LAWS(PVC)-1912-5-24

ALI AHMAD KHAN Vs. HFBROWN

Decided On May 14, 1912
ALI AHMAD KHAN Appellant
V/S
HFBROWN Respondents

JUDGEMENT

(1.) The petitioners as plain-tiffs sued four defendants for redemption and the recovery of Its. 4,000 odd, being the arrears of rents and profits due to them under a zur-i-peshgi lease. The second and third defendants did not contest the suit. The first and fourth defendants were alleged to be assignees from the second and third defendants, or rather the first defendant was said to be an assignee from the second and third defendants and to have transferred his interest to the fourth defendant.
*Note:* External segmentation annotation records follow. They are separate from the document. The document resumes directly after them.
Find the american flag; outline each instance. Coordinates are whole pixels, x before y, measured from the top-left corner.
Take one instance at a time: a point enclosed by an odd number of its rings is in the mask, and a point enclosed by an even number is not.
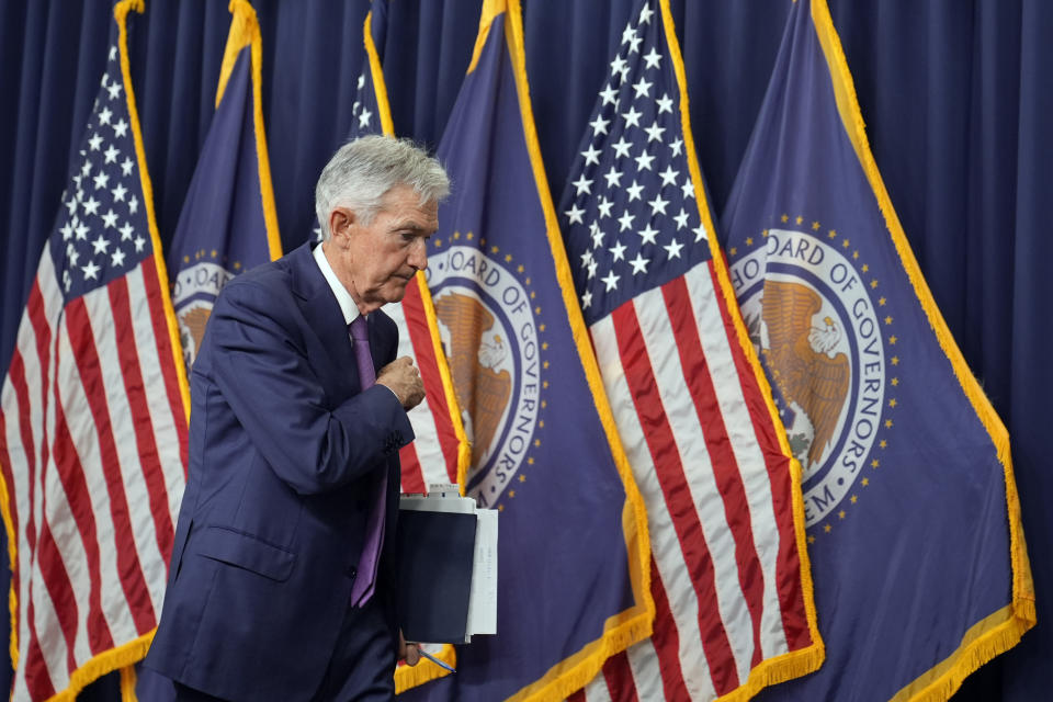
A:
[[[72,697],[143,657],[184,485],[186,417],[127,79],[128,4],[115,11],[120,42],[114,26],[0,396],[14,700]]]
[[[800,488],[711,242],[663,14],[652,0],[626,25],[559,207],[647,505],[657,607],[653,637],[610,659],[588,700],[751,694],[823,657]]]
[[[351,110],[350,139],[394,134],[381,70],[386,31],[387,0],[374,0],[363,26],[365,57]],[[457,483],[467,467],[468,444],[423,274],[406,286],[401,303],[385,306],[384,313],[398,325],[398,355],[414,359],[426,392],[424,400],[409,412],[417,438],[398,453],[403,491],[424,492],[429,485]]]

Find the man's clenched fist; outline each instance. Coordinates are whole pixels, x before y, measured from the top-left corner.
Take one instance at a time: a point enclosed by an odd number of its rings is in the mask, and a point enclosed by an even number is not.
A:
[[[420,371],[408,355],[395,359],[381,369],[376,383],[390,388],[406,409],[417,407],[424,399],[424,382],[420,380]]]

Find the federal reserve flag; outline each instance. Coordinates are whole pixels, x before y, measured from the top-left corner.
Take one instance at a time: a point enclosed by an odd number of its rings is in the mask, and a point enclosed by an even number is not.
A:
[[[374,0],[363,25],[365,56],[351,109],[349,139],[366,134],[395,134],[383,70],[386,27],[387,0]],[[320,228],[318,231],[320,235]],[[463,484],[468,442],[424,276],[416,276],[406,286],[403,302],[387,305],[384,312],[398,325],[398,355],[414,359],[427,393],[424,400],[409,412],[417,438],[398,452],[403,491],[426,492],[429,485],[437,483]],[[408,679],[409,672],[400,668],[397,680]],[[426,672],[445,671],[428,665],[412,675],[421,678]],[[401,686],[398,689],[401,690]]]
[[[1009,442],[878,172],[825,0],[799,0],[724,216],[804,466],[827,660],[765,699],[946,700],[1034,624]]]
[[[12,700],[70,700],[146,654],[185,484],[185,377],[132,92],[127,13],[0,399]]]
[[[454,192],[428,284],[472,441],[467,494],[500,510],[497,635],[406,694],[562,700],[649,635],[649,553],[541,165],[514,0],[484,4],[439,158]]]
[[[383,69],[386,33],[387,0],[373,0],[362,27],[364,57],[351,107],[349,139],[367,134],[393,136],[395,133]],[[317,237],[321,237],[320,227]],[[403,302],[386,305],[384,313],[398,325],[398,355],[414,359],[426,392],[423,401],[409,412],[416,438],[398,452],[401,489],[404,492],[427,492],[429,485],[463,484],[468,464],[468,442],[424,275],[418,274],[406,286]],[[426,650],[451,667],[456,665],[456,653],[449,644],[426,645]],[[419,666],[399,664],[395,670],[395,691],[404,692],[449,673],[445,668],[431,663]]]
[[[799,468],[711,236],[668,2],[639,4],[610,66],[559,214],[656,616],[584,697],[746,698],[823,660]]]
[[[231,0],[230,12],[216,113],[168,252],[188,370],[227,281],[282,254],[263,132],[260,25],[247,0]]]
The first and fourth defendants pleaded that they had nothing to do with the mortgage, but admitted that they had, by a subsequent private arrangement, been put in possession of two of the mortgaged villages.

(2.) After a keen contest, the Court below found that the statement of the first and fourth defendants was true; and in decreeing the suit against the 2nd and 3rd defendants ex parte, it directed that the rents and profits should be recovered from them alone, and that the 1st and 4th defendants should merely be required to yield up possession of the two villages occupied by them. This decree the petitioners did not appeal against. On the contrary, they accepted it and actually executed it by obtaining possession of the two villages from the 1st and 4th defendants.

(3.) The 2nd and 3rd defendants, however, moved to have the ex parte decree against them set aside, and the lower Court set it aside accordingly. The question whether it ought also to be set aside in so far as the 1st and 4th defendants were concerned, was very carefully considered by it, and it was deliberately held that it would be most inequitable, as the lower Court put it, to require those defendants "to fight the battle over again after their victory".